Thread: Nameless IPC on POSIX systems

Nameless IPC on POSIX systems

From
des@des.no (Dag-Erling Smørgrav)
Date:
The attached patch implements new semaphore and shared memory
mechanisms for POSIX systems.

Semaphores are implemented using unnamed pipes.  A semaphore is
incremented by writing a single character to the pipe, and decremented
by reading a single character.  The only semaphore operation we can't
reliably simulate in this manner is sem_getvalue(), but PostgreSQL
doesn't use it.

Shared memory is implemented using file-less (swap-backed) mmap(),
either with MAP_ANON on systems which support it, or with /dev/zero
(SysV-style).  Note that I've only tested this on systems which
support MAP_ANON, so there may be bugs in the /dev/zero code.

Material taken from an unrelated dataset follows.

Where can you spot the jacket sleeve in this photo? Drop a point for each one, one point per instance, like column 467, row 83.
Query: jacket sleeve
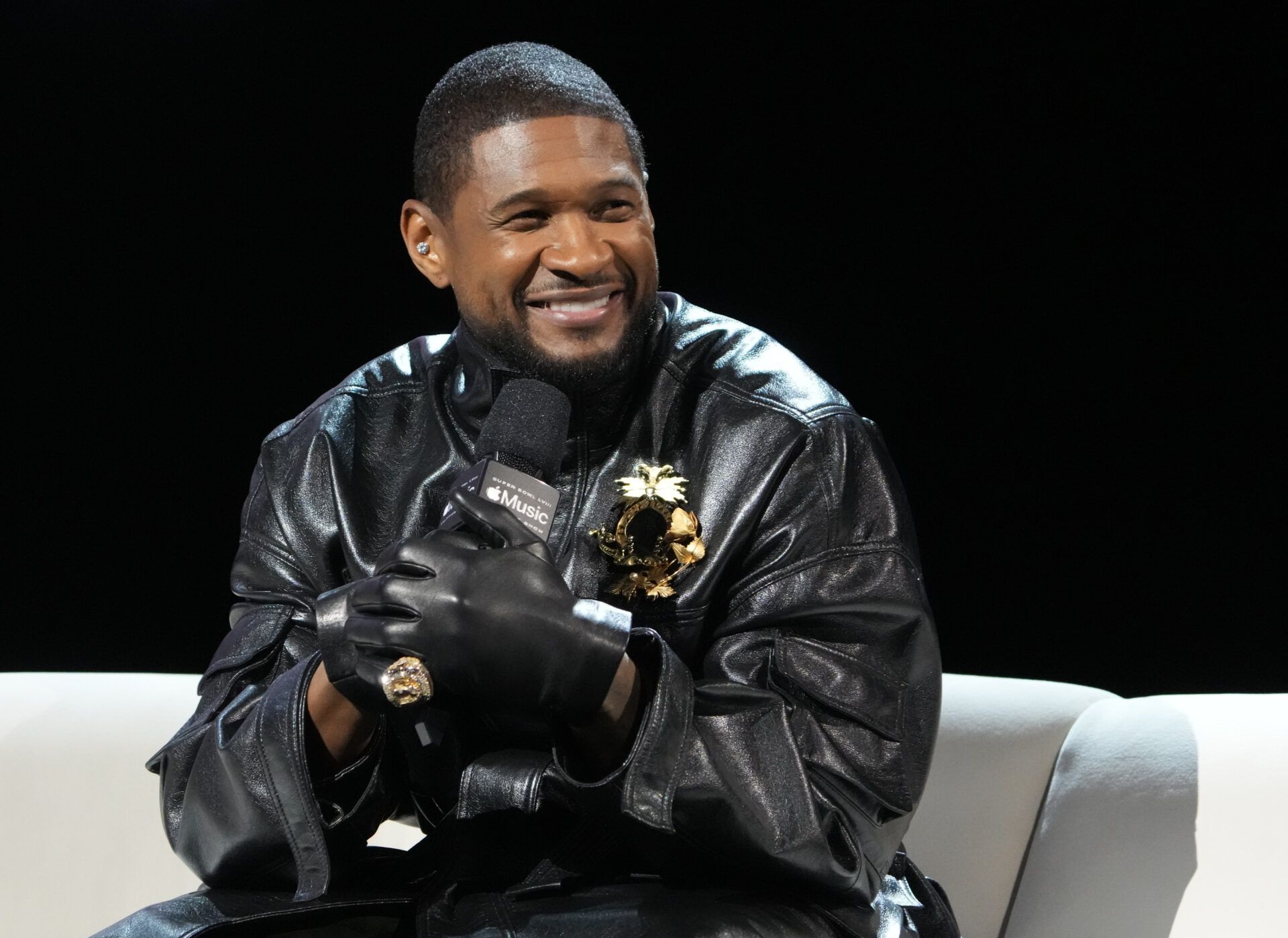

One system which will definitely benefit from this is FreeBSD.
FreeBSD has both SysV and POSIX semaphores and shared memory, but
unnamed POSIX semaphores can't be shared between processes, and POSIX
shared memory is implemented using plain files, so the POSIX
primitives can't be used.  The SysV primitives use a global namespace,
which causes problems when multiple PostgreSQL instances run in
separate jails (they can't run on the same port, and a compromised
postmaster in one jail can be used to crash postmasters in other
jails)

The patch was developed and tested on FreeBSD 6, and has also been
tested cursorily on SuSE Linux 9.2.  It passes 'make check', and osdb
(for what it's worth) shows no difference in performance between
patched and unpatched postmasters built from the same source.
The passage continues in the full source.